Geometry and volume product of finite dimensional Lipschitz-free spaces (Q2217511)

Let \((M,d)\) be a finite, pointed metric space, where the special designated point is denoted by \(a_0\). The family of Lipschitz functions \(f : M \to \mathbb{R}\) with the property that \(f(a_0)=0\) is a Banach space with respect to a norm defined by \(d\), and is called the Lipschitz dual \(\mathrm{Lip}_0(M)\) of \(M\). The canonical predual \(\mathcal{F}(M)\) of this space is called the Lipschitz-free space over \(M\).

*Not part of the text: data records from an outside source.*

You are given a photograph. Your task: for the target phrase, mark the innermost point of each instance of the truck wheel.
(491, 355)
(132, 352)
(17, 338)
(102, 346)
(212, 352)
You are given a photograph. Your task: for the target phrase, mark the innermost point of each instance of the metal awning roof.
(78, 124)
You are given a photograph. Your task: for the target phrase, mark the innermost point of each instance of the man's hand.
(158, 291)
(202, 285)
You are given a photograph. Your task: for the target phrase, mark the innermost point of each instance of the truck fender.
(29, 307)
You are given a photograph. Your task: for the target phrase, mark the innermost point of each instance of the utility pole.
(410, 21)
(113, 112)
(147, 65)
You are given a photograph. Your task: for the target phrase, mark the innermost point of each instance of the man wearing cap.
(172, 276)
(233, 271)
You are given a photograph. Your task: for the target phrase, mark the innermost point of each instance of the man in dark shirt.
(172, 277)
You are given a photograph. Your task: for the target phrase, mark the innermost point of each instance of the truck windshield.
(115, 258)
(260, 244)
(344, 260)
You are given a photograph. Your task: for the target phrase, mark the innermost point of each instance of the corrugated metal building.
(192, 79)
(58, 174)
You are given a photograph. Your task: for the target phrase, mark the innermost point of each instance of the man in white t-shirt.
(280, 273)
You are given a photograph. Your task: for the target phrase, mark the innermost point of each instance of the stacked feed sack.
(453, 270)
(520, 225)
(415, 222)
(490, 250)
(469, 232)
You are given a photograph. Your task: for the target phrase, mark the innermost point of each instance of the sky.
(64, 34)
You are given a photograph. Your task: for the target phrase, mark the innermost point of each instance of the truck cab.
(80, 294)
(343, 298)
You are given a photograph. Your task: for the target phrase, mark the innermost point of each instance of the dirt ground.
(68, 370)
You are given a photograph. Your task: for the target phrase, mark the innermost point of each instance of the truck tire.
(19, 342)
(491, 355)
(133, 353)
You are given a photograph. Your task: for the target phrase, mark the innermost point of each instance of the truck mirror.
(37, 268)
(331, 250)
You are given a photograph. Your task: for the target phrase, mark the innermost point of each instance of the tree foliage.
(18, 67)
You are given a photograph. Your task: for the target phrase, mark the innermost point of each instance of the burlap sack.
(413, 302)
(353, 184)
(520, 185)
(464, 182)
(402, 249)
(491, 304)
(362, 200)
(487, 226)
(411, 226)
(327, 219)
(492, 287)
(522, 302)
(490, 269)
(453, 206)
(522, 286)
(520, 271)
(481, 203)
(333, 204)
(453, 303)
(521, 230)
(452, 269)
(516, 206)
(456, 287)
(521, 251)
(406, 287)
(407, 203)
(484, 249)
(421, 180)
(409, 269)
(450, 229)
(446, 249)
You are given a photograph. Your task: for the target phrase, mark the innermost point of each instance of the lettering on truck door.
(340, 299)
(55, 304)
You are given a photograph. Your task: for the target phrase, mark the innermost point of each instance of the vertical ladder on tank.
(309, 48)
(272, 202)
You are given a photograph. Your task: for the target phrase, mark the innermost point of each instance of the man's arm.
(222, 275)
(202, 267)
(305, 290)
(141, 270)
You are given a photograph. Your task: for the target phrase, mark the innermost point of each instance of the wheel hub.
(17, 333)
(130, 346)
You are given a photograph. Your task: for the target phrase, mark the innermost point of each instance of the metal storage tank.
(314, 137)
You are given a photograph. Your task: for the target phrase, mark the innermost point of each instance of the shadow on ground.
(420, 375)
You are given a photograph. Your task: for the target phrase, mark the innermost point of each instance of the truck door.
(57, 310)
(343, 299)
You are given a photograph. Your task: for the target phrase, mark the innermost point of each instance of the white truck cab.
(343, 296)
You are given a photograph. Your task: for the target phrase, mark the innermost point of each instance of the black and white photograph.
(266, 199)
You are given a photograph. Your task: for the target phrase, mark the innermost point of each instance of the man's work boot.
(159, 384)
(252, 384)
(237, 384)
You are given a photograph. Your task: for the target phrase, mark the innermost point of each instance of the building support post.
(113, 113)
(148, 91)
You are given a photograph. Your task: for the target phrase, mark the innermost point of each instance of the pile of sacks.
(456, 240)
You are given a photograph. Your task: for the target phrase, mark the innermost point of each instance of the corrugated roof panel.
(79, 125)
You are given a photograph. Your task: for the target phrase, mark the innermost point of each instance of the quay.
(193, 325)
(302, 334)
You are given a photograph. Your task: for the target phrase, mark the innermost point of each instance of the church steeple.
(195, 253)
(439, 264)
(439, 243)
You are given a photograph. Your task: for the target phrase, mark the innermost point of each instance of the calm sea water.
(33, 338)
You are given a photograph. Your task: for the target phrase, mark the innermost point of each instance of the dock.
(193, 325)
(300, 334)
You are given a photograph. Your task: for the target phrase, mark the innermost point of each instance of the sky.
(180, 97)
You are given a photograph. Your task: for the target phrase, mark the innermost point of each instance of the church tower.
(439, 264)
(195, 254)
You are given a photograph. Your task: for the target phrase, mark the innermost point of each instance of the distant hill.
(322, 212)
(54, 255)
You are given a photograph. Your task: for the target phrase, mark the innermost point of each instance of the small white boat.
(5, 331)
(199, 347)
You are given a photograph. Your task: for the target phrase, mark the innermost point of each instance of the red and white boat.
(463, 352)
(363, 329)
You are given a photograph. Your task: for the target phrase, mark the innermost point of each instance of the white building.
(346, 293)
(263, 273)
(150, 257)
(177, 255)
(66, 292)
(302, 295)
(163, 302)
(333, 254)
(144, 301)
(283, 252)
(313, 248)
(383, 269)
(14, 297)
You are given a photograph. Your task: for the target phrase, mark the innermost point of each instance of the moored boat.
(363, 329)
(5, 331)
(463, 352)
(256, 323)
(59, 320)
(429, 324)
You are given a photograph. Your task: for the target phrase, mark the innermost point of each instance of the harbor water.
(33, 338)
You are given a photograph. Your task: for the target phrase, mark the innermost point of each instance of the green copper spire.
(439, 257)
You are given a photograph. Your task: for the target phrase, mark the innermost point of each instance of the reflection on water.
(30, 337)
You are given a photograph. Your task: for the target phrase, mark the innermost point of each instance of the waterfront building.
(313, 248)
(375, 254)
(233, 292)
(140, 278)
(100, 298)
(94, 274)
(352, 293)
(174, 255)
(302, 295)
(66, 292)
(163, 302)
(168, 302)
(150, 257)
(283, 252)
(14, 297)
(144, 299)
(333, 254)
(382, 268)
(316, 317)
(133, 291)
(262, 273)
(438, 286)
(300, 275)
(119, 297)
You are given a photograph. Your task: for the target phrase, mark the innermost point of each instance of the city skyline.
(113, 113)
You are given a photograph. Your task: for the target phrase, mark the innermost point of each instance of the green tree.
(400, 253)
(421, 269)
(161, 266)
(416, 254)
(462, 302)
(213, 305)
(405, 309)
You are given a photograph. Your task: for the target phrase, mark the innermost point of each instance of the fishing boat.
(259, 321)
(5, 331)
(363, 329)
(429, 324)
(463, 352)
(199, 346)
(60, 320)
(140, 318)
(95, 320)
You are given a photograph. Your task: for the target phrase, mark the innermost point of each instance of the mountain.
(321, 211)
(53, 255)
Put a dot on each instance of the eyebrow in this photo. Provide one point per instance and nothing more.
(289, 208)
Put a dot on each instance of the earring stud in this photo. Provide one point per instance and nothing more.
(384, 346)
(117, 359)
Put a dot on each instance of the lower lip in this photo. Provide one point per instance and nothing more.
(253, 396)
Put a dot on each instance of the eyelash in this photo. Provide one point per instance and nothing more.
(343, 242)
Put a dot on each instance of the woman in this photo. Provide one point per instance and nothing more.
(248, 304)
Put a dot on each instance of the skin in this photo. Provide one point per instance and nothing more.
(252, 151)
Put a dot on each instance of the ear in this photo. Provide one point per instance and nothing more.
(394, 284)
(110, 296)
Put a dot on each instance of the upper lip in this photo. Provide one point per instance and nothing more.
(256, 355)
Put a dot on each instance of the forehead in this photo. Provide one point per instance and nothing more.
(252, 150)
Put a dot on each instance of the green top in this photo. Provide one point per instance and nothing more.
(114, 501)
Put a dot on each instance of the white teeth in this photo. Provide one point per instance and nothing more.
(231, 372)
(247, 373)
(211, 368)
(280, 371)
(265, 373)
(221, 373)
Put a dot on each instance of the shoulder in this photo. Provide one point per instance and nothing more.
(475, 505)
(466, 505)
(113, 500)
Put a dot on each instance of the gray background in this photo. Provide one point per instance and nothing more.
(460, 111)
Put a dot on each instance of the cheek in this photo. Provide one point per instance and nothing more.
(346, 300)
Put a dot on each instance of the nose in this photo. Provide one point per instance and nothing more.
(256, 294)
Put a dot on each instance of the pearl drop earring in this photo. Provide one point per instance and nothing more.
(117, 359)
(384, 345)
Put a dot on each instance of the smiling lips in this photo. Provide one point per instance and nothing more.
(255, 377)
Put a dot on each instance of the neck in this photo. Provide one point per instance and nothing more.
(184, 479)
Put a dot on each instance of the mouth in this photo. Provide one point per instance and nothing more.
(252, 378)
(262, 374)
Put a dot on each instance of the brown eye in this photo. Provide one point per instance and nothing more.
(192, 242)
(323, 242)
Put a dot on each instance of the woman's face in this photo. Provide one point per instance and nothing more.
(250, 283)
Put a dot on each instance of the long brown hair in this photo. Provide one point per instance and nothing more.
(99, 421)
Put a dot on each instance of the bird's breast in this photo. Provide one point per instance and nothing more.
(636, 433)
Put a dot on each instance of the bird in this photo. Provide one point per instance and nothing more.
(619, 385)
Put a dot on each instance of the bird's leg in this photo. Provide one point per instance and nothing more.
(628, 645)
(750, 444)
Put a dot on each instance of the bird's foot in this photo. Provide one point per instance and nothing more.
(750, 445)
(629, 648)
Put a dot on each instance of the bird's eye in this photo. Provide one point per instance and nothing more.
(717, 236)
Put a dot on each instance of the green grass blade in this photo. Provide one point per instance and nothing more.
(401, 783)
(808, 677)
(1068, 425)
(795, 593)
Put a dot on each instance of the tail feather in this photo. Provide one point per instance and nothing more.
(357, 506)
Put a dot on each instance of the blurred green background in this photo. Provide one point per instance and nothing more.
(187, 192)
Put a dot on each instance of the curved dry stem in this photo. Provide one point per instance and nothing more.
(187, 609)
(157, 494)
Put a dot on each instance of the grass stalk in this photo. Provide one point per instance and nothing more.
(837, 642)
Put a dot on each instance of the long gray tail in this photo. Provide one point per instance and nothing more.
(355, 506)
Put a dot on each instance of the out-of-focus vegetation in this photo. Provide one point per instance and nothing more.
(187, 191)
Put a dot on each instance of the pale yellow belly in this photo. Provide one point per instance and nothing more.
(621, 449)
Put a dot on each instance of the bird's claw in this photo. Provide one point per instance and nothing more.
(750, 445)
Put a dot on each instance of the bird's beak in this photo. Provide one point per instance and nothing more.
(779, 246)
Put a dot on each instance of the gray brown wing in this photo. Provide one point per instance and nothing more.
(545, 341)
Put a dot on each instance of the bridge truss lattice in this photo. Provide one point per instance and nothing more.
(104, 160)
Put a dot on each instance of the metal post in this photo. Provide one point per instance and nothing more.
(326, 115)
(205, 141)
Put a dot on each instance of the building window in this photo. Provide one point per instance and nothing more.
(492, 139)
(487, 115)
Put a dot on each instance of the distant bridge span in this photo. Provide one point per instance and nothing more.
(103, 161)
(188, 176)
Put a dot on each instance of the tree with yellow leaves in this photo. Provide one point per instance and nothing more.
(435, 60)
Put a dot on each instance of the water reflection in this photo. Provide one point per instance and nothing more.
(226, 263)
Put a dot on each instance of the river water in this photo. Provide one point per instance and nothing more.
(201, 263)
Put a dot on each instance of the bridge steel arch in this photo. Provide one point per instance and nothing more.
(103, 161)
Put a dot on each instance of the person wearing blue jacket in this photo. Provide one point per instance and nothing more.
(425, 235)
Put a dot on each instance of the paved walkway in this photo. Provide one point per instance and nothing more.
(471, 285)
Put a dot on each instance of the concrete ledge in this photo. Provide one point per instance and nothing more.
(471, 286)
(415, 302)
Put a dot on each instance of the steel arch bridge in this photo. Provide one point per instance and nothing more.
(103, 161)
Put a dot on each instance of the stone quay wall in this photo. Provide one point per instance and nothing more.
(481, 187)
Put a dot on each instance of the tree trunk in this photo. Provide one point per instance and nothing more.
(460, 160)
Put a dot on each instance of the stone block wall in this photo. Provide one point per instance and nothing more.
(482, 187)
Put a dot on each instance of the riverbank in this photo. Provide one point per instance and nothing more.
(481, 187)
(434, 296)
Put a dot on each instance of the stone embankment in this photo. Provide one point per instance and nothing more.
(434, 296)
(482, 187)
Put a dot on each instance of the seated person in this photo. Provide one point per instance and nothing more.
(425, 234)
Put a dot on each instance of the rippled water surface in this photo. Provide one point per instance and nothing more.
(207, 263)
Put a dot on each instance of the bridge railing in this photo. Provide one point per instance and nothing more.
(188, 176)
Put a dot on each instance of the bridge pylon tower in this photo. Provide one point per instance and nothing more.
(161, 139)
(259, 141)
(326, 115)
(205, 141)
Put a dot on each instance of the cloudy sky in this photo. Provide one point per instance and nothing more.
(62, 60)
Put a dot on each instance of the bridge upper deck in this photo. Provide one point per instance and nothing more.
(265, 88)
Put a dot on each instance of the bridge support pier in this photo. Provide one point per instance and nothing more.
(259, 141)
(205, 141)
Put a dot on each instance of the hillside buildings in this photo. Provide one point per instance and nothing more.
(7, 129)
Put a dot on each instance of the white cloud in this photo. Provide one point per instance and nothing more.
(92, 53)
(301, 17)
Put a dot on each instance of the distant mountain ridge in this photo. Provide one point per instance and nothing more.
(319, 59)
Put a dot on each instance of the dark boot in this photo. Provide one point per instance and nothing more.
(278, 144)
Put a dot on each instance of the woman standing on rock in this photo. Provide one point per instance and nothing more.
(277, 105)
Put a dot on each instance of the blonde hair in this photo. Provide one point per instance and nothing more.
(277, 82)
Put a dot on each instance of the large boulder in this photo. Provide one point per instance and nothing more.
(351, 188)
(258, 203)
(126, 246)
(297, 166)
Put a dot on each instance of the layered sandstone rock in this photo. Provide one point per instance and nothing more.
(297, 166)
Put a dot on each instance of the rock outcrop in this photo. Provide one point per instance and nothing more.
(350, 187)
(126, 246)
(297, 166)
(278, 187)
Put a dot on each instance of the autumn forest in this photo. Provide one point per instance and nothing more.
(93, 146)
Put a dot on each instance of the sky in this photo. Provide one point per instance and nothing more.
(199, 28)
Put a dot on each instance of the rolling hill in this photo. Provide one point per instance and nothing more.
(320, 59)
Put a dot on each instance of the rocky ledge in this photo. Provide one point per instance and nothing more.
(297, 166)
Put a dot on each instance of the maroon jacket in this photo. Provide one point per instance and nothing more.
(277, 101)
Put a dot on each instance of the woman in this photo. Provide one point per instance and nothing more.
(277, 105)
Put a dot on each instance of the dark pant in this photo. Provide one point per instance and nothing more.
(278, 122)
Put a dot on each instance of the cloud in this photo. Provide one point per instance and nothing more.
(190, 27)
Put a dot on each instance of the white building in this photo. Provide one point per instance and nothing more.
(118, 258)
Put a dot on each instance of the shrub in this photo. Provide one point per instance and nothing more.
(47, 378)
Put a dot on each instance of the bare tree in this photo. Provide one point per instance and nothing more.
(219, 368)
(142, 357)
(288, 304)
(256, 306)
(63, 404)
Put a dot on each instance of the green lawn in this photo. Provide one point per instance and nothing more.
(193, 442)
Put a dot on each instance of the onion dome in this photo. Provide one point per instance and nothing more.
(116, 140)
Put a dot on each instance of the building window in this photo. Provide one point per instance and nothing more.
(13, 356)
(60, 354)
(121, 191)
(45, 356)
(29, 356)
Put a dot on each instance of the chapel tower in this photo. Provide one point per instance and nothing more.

The authors study the geometric properties of Lipschitz-free spaces over finite, pointed metric spaces. The main topics and results in the paper are as follows. The authors characterize the weighted graphs induced by finite, pointed metric spaces, and describe the face structure of the unit ball \(B(\mathcal{F}(M))\) of the Lipschitz-free space over \(M\) in terms of the properties of this graph. They characterize the Lipschitz-free spaces that can be decomposed into an \(\ell_1\)- or \(\ell_{\infty}\)-sum of other Lipschitz-free spaces, and those that are zonotopes or Hanner polytopes. Furthermore, they give equivalent reformulations of the property that two Lipschitz-free spaces \(\mathcal{F}(M)\) and \(\mathcal{F}(M')\) are isomorphic. Finally, they investigate the volume products of the unit balls of Lipschitz-free spaces over pointed metric spaces with a fixed number of points, and prove some partial results regarding the minimal and the maximal values of these quantities.